Director Ken Kwapis On Why 'A Walk In The Woods' Isn't A Buddy Comedy

At first glance, the formula for the new film A Walk in the Woods looks to be a familiar one: Two long-lost friends take a trip together and discover things about each other and themselves along the way while becoming involved in an escalating number of hilarious situations. It sounds like your typical buddy road comedy, but when you take into account the fact that the movie stars acclaimed actors Robert Redford and Nick Nolte as the two friends, takes place during a challenging hike along the Appalachian Trail, and features some heavy ideas, that label no longer seems to fit. According to director Ken Kwapis, who's no stranger to that genre (he directed He's Just Not That Into You and The Sisterhood of the Traveling Pants, among others), that was the goal all along.

"I tried not to think too much about other films [while making the movie]. There certainly are road movies, and journey movies that I've loved, but not necessarily buddy pictures... I definitely did not think of it in terms of 1980s buddy pictures," Kwapis tells Bustle. "I thought it's really a story about three characters: Bryson (Robert Redford), Katz (Nick Nolte), and the Appalachian Trail. So in that sense... I maybe consciously wanted to avoid [the buddy comedy genre] ... it's about how these two men interact with this other awesome character. And how this third character somehow informs their emotional journey."

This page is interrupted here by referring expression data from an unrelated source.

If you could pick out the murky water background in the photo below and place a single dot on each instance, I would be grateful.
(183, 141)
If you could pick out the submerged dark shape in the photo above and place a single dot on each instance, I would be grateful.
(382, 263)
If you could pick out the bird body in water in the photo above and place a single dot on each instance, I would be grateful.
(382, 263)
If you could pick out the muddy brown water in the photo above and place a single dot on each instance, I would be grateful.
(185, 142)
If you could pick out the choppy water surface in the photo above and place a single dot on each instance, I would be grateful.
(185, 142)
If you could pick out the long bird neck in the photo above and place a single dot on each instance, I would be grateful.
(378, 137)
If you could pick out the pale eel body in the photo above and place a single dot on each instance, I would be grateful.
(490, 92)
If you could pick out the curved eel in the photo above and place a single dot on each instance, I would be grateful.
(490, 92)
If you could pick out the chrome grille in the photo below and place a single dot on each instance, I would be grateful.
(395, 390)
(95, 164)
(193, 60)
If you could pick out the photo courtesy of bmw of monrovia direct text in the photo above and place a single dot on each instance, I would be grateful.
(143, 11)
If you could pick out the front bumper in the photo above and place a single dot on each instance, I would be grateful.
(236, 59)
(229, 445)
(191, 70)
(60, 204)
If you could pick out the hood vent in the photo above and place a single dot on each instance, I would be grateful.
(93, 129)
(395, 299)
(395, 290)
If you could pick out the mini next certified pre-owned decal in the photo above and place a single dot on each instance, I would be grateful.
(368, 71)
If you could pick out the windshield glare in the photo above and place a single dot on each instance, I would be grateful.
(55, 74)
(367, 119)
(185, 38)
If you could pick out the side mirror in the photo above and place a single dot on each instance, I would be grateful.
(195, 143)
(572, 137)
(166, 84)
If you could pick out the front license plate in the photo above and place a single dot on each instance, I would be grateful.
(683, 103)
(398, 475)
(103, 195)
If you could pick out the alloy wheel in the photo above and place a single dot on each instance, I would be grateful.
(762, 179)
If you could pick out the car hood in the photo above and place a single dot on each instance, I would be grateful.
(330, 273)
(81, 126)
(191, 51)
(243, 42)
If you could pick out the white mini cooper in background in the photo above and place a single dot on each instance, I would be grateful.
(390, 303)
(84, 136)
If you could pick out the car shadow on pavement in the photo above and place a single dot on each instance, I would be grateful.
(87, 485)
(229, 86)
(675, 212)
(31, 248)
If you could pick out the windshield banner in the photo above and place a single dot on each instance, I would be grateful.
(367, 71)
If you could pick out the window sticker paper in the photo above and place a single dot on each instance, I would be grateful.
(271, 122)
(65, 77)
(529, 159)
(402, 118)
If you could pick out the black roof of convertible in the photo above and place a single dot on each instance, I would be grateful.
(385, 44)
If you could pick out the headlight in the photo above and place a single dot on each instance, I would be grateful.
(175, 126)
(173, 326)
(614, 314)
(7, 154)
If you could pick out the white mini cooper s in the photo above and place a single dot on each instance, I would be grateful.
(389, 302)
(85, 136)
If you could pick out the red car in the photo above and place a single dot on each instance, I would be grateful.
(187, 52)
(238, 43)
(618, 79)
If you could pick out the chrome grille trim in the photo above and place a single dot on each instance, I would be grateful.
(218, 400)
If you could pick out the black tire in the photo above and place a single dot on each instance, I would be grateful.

It's that emotional journey that truly forms the basis for the film, more so than the comedy aspect, says Kwapis.

"I felt like I needed to create an emotional map, an emotional trail that these two guys followed," the director says. "In the rehearsal process with Bob and Nick, we didn't talk about staging scenes, we discussed the emotional arc that these two characters follow and created emotional signposts along the way." 

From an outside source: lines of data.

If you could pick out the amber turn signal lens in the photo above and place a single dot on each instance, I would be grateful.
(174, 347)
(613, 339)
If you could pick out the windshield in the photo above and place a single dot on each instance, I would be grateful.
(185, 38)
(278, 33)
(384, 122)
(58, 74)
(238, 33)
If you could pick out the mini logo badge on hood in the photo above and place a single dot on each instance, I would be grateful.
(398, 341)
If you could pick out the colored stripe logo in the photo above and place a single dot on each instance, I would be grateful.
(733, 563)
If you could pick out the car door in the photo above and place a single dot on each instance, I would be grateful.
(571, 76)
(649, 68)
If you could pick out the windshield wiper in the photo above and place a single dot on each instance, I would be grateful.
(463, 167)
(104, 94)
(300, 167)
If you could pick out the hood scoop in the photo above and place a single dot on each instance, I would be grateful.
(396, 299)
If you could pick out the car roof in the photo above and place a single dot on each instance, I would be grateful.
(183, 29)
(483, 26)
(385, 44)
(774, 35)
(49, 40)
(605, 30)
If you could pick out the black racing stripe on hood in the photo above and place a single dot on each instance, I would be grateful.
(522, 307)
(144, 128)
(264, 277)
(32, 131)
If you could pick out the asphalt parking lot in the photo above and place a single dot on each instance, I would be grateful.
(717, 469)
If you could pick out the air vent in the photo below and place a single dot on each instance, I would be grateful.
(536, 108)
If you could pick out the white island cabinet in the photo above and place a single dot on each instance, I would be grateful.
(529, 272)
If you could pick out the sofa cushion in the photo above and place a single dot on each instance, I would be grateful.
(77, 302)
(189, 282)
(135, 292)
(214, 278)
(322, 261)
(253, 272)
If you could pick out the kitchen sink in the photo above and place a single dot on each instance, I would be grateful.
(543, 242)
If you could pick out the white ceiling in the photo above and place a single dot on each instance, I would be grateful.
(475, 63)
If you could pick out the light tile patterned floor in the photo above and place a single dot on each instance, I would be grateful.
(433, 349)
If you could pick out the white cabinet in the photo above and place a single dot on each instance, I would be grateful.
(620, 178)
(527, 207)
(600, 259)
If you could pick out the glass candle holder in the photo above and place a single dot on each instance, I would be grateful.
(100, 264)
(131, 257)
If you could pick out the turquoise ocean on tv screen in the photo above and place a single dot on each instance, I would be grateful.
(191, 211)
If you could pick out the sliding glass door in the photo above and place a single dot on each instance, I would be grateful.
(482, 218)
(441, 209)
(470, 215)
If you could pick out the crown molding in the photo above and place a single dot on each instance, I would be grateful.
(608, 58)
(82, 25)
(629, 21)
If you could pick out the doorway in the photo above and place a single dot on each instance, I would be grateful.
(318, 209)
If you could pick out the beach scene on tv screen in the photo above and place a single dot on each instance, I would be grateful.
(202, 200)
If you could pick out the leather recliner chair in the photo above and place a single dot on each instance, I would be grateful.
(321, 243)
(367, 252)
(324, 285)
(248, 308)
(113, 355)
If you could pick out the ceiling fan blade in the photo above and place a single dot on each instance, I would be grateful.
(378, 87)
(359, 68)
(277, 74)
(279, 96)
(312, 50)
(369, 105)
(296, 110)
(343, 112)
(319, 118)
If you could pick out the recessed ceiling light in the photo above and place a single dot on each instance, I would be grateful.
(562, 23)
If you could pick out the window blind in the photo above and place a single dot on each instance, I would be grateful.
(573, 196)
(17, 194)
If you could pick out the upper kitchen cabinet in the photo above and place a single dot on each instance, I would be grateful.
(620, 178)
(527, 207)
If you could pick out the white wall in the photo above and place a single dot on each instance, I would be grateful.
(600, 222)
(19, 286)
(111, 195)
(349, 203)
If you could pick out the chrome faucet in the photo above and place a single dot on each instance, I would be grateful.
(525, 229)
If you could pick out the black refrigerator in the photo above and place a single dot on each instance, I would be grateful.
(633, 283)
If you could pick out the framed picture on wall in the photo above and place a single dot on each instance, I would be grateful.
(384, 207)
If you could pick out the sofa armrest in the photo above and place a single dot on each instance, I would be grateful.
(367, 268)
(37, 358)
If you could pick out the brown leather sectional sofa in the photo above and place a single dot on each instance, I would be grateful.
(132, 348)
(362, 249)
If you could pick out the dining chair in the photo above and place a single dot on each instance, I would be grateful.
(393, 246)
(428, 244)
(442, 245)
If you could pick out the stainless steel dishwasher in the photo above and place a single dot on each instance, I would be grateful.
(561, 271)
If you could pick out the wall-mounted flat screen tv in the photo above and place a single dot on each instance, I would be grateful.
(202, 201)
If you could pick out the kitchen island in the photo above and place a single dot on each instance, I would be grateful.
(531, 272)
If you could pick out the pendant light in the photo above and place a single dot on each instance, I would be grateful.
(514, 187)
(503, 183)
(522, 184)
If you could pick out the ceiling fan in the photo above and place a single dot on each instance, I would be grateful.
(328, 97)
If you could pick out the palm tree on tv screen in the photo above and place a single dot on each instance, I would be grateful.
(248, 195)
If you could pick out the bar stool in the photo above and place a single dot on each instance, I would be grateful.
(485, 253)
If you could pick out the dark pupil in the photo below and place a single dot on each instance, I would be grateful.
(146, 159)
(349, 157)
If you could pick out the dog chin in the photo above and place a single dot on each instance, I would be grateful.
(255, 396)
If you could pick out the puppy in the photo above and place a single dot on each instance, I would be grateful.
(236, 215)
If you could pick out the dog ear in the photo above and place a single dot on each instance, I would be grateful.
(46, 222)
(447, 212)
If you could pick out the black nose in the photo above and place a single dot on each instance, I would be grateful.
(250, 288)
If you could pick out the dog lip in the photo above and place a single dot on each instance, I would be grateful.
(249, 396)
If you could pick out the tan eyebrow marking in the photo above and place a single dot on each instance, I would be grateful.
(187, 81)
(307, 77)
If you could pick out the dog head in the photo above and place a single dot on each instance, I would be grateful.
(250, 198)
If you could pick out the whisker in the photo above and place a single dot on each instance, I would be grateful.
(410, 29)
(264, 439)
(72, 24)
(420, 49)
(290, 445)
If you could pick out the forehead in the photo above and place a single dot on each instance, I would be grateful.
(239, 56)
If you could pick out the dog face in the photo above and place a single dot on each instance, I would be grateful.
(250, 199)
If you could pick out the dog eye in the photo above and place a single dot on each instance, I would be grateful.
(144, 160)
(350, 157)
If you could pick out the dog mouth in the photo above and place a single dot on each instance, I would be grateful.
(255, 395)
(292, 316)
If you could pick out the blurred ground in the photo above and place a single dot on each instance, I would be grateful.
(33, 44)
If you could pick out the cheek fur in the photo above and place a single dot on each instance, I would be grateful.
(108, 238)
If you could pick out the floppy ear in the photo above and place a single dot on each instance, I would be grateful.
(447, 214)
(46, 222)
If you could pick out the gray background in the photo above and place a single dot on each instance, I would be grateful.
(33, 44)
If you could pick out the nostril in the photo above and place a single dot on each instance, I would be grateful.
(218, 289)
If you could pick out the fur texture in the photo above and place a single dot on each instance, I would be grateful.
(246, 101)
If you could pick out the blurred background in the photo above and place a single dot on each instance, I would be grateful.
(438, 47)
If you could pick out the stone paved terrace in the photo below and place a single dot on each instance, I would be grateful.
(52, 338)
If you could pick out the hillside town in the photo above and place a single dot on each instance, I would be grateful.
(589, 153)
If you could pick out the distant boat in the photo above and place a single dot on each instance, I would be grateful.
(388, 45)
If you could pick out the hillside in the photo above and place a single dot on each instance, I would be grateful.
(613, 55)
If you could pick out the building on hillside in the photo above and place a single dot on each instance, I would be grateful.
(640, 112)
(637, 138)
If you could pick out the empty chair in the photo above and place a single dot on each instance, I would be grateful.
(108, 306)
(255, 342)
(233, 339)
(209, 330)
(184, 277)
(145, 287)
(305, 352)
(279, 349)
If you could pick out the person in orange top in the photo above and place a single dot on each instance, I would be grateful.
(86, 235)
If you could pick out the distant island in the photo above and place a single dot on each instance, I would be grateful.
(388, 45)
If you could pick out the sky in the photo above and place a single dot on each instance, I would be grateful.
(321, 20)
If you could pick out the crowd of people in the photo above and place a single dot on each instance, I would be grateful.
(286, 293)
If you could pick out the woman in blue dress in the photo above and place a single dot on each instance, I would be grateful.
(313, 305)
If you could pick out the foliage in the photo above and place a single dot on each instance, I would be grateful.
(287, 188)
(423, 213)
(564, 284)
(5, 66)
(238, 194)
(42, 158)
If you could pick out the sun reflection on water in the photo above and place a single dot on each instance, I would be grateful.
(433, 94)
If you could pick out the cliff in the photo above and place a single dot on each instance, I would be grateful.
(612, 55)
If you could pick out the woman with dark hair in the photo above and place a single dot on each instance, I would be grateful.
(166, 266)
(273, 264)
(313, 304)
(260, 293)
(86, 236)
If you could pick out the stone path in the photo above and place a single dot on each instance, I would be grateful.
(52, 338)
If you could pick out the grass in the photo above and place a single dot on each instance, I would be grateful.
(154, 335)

Kwapis credits the script with enabling the film to balance its emotional heft with its lighter comedic moments in a way that feels natural to the audience. 

"The other thing too, and I have to give credit to our screenwriter Bill Holderman, is the script has a light surface. There are comedic scenes, but I think the script has really strong emotional content, but it sneaks up on you. The film doesn't announce itself," Kwapis says. "So one of the nice things about it is when you finally get to the climactic scenes ... the issues of lost time ... or the issue of taking stock of your life, thinking about the roads you did or didn't take, these are kind of meaty issues and I think the audience is ready for them to take center stage at that point."

A Walk in the Woods may be a comedy about buddies on the road together, but it's no buddy road comedy. Ken Kwapis strives for something deeper in his new film, and he may have even created a new genre in the process.